Elle ricana et s’essuya les joues en acquiesçant quand elle réalisa qu’elles étaient humides. Domino se pressa contre sa jambe et jappa, comme pour attirer son attention. Elle lui caressa la tête, trouvant un étrange et délicat réconfort dans ce contact. Les animaux possédaient ce genre de magie. Leur simple présence suffisait à adoucir la peine, combattre l’angoisse, disperser la colère. Elle reprit sa route aux côtés de Samuel. Il se tenait encore plus près d’elle, si c’était possible, comme s’il voulait l’enlacer mais n’osait pas. Elle l’aurait laissée faire, pourtant, aurait accepté la manifestation physique de son soutien sans la moindre hésitation.

Ils s’arrêtèrent devant le stand du marchand de glaces et firent la queue, laissant les deux chiens se reposer un peu. Ils avaient l’air tellement plus détendus que dans le chenil… Le cœur d’Eleanor se fendait à chaque fois qu’elle songeait à tous ces animaux qui vivaient parfois des années dans un refuge avant de trouver une famille pour la vie. Certains ne recevaient jamais cette chance. Avec un soupir, elle caressa à nouveau la tête de Domino. Il se pressa contre sa jambe, manifestement ravi de recevoir un peu d’attention.
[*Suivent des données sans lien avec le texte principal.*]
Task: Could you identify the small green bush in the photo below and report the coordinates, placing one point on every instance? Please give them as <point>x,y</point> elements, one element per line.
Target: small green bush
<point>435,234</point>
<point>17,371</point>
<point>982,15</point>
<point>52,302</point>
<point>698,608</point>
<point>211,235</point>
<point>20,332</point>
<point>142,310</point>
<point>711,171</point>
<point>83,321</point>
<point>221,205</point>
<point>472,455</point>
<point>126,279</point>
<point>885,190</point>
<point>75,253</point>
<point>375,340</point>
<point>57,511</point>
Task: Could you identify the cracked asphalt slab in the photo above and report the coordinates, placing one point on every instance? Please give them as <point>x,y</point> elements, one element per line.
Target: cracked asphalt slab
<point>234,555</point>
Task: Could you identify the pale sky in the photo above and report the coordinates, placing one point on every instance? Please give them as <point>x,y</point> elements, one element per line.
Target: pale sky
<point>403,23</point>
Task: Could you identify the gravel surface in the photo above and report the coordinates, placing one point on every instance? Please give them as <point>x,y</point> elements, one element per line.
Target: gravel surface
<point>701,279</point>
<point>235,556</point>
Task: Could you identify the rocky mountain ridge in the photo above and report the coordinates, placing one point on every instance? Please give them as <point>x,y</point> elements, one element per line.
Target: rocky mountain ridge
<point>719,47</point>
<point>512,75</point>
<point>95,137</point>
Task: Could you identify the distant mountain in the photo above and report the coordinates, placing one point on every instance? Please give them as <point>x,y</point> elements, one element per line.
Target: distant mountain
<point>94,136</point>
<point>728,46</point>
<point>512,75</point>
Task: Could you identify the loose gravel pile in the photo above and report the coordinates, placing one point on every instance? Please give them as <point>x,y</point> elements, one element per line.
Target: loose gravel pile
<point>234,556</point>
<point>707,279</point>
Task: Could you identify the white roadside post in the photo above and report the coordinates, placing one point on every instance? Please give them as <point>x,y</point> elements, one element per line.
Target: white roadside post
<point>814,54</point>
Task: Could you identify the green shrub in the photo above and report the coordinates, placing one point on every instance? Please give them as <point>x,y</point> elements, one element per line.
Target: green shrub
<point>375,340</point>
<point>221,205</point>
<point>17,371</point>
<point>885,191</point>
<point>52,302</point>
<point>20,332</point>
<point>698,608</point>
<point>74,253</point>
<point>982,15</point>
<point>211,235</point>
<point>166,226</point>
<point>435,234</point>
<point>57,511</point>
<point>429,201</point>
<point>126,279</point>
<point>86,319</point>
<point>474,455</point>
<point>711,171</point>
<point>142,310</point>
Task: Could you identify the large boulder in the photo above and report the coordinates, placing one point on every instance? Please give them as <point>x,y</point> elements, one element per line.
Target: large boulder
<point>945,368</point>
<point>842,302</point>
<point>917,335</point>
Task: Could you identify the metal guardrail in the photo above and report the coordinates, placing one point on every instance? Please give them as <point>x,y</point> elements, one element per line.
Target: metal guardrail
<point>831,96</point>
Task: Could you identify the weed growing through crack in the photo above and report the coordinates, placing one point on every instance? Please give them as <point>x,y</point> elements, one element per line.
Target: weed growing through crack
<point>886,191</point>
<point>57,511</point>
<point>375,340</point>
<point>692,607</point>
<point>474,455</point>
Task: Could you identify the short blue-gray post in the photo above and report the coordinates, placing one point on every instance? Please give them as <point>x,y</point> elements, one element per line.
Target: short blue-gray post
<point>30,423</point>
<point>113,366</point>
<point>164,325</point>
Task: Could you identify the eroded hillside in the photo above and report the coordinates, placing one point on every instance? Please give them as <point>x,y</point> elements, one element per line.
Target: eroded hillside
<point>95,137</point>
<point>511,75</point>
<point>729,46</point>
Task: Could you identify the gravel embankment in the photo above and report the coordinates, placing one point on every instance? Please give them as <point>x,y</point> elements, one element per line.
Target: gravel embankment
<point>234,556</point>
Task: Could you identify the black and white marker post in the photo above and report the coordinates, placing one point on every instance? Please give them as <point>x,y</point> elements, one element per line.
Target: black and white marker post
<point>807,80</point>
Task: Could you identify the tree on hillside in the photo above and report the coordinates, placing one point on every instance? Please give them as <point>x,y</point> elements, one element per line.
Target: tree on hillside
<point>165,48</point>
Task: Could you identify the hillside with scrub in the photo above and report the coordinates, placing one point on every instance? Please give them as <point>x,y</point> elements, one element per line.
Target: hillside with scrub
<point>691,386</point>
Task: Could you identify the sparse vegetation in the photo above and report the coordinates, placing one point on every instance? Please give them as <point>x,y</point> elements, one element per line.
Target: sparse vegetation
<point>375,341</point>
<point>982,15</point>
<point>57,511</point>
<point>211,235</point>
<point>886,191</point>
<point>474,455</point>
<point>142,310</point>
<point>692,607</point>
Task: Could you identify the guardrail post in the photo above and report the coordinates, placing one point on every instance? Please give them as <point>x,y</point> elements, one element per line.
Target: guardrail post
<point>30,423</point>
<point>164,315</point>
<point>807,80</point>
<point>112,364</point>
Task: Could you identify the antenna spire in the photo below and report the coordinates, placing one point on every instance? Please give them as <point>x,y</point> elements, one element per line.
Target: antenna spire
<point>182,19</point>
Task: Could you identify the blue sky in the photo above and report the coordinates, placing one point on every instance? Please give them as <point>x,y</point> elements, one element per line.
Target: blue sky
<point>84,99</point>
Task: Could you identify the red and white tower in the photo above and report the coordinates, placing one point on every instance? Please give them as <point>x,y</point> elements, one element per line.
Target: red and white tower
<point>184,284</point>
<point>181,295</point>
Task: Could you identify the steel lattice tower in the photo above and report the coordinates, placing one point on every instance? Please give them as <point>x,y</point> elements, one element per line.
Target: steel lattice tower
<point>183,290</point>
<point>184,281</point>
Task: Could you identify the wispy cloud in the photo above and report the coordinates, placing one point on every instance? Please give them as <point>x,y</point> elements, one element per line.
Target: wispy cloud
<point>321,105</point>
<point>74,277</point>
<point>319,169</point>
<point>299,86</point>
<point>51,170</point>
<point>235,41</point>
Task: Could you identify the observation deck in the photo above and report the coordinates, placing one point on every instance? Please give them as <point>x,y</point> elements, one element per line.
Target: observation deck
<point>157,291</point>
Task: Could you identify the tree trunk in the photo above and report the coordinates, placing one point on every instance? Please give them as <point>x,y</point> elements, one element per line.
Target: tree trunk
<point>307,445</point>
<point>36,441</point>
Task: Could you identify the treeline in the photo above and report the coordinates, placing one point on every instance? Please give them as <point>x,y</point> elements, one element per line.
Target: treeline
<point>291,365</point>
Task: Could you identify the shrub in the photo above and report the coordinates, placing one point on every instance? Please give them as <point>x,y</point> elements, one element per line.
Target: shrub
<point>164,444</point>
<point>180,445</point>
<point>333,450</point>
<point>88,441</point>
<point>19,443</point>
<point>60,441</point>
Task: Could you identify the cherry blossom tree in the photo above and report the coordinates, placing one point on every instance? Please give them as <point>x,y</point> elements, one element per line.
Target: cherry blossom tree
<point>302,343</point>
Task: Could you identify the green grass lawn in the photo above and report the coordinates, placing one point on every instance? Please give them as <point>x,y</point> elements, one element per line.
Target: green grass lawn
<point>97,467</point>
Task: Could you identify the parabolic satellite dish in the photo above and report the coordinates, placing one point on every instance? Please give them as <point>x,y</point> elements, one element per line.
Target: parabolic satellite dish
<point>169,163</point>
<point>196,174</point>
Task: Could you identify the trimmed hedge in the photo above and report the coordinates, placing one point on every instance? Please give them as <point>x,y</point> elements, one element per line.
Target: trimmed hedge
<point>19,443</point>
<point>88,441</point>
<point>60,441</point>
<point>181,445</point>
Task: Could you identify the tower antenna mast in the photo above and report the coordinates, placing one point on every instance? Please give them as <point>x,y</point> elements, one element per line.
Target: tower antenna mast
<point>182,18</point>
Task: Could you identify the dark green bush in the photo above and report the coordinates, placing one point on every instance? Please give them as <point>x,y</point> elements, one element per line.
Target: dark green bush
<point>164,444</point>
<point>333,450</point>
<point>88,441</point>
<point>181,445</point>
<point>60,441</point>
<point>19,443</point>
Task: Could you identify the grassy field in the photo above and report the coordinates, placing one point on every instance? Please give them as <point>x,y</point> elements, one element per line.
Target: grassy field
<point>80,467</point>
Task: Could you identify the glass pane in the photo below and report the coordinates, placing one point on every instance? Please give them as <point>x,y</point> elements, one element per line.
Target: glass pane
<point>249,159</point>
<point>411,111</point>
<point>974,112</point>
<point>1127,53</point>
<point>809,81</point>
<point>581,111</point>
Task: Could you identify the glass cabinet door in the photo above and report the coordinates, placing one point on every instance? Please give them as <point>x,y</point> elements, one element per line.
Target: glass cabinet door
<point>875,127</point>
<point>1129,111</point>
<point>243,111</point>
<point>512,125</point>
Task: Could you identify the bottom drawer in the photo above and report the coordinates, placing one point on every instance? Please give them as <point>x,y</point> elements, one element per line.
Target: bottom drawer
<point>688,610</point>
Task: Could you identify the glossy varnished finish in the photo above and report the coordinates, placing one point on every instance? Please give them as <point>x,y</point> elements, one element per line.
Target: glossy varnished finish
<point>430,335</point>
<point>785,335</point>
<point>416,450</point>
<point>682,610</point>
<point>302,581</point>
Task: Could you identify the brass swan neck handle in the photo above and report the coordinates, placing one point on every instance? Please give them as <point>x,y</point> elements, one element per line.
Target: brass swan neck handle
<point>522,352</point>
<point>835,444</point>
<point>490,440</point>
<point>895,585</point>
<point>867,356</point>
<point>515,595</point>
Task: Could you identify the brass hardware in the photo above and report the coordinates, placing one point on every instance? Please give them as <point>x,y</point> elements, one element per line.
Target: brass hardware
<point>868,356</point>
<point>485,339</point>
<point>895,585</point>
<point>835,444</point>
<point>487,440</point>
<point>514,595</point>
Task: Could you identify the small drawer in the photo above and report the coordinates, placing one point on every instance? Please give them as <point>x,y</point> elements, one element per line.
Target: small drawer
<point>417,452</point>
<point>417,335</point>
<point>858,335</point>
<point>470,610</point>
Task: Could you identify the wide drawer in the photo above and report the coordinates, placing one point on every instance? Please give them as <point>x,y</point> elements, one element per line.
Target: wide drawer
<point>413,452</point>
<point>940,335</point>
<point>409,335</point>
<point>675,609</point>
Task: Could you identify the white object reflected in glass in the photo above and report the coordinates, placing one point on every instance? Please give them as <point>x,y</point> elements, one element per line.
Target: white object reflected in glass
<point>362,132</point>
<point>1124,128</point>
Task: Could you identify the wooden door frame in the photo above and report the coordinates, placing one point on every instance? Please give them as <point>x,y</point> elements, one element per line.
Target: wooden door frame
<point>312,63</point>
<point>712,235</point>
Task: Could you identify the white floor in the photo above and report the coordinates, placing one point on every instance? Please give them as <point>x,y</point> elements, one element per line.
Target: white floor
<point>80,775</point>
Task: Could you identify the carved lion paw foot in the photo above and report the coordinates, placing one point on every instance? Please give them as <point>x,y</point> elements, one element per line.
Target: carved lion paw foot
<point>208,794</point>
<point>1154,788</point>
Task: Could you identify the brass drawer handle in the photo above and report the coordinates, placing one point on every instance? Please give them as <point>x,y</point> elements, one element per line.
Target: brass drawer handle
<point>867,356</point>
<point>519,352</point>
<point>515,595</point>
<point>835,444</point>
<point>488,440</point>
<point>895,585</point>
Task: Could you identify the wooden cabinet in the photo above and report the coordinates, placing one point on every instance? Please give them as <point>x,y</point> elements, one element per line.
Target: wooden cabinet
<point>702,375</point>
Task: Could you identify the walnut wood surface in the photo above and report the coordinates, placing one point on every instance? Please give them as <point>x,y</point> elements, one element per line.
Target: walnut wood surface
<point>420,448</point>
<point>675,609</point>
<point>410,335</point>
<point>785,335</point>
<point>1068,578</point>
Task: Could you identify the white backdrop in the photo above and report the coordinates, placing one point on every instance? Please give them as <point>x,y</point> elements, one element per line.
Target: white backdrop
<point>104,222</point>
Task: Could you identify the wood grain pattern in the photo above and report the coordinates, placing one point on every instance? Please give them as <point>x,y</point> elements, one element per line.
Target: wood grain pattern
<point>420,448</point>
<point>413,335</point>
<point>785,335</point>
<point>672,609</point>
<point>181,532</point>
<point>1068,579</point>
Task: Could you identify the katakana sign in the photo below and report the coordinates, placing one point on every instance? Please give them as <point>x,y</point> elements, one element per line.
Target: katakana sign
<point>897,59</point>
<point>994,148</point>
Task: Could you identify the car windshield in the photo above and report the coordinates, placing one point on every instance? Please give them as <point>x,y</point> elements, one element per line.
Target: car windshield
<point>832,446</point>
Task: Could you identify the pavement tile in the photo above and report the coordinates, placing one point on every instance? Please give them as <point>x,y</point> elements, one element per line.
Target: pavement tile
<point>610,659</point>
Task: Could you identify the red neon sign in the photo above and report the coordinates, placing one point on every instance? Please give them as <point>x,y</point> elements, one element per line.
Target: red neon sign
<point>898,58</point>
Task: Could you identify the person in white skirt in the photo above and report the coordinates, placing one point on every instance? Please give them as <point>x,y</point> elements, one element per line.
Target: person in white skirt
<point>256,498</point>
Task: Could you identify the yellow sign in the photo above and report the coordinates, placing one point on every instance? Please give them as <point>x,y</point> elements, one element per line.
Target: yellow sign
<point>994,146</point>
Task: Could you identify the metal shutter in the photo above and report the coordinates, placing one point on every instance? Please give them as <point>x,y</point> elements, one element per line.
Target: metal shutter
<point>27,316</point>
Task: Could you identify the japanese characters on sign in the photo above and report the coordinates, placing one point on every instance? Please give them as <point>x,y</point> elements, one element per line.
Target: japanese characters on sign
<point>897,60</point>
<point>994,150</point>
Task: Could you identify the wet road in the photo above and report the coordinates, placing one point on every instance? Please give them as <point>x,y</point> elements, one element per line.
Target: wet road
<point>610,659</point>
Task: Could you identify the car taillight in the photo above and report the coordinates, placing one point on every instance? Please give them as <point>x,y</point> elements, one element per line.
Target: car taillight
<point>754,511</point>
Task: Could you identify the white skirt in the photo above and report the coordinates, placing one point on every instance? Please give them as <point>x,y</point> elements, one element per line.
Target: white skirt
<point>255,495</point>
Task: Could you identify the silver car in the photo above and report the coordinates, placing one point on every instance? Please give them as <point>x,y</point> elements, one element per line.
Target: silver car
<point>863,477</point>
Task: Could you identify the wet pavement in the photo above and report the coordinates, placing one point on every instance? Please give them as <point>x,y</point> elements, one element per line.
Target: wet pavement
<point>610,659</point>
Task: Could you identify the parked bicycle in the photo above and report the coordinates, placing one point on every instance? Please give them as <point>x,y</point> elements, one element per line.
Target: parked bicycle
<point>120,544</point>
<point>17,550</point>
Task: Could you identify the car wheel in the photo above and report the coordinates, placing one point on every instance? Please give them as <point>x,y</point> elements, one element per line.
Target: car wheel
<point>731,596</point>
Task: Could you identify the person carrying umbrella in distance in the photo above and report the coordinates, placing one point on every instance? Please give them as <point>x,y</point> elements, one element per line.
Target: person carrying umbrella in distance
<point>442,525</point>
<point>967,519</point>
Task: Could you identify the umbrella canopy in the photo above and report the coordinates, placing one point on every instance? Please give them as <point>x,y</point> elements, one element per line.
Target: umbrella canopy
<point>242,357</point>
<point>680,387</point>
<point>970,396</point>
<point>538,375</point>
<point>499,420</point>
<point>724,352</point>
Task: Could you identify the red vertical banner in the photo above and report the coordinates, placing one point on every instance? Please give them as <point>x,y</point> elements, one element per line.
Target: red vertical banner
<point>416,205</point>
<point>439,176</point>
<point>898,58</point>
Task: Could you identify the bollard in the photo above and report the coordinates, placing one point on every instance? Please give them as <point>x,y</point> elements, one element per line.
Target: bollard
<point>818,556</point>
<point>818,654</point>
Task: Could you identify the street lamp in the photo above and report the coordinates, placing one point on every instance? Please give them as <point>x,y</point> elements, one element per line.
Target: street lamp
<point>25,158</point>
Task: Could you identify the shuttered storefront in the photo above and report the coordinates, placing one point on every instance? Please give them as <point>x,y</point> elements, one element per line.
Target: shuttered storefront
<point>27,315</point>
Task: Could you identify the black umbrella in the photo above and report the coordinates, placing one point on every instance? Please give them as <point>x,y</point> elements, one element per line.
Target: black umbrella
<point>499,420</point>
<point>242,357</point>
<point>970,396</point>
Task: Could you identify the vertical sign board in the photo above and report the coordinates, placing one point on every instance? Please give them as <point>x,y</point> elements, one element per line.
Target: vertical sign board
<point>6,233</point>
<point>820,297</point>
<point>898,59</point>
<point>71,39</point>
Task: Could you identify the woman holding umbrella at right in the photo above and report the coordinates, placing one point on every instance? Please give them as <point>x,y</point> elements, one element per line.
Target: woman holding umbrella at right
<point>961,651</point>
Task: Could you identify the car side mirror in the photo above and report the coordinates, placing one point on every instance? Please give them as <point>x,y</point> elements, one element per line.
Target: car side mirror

— Qu’est-ce que tu veux comme parfum ? demanda Samuel.

Elle sursauta et reporta son attention sur lui, réalisant soudain que toute la queue avait disparu et que c’était leur tour.

— Une boule à la fraise, s’il vous plaît.

— Et une au chocolat pour moi, s’il vous plaît. Ça te dérange si je paye pour nous deux ?

Eleanor ricana et pressa son épaule contre celle du professeur, qui sourit à son tour.

— Il n’y a que toi pour poser cette question. Tu peux payer, mais n’en fais pas une habitude.

— C’est promis.

Elle aurait pu le dévisager pendant des heures, mais jugea préférable et plus prudent de baisser les yeux sur sa glace quand le marchand la lui tendit. Ils reprirent leur promenade côte à côte, les chiens marchant tranquillement devant eux. Ils semblaient tellement plus paisibles tous les deux, désormais. Eleanor en éprouvait un certain soulagement : elle avait mal à l’épaule et n’aurait sans doute pas pu supporter une ballade entière à ce niveau d’énergie et d’enthousiasme de la part de Domino.

Quand ils rentrèrent au refuge, Eleanor eut du mal à laisser partir Domino. Elle s’accroupit à son niveau et l’étreignit, le laissant presser son museau contre son épaule avec assez de force pour la faire vaciller. Elle finit par se lever et reculer, s’appuyant contre Samuel pour un peu de soutien émotionnel. Il sembla comprendre ce qu’elle voulait, si elle en jugeait par la manière dont il l’étreignit, ses bras à la fois tendres et forts autour d’elle. L’odeur de son parfum, discrète et boisée, lui rappelait des souvenirs.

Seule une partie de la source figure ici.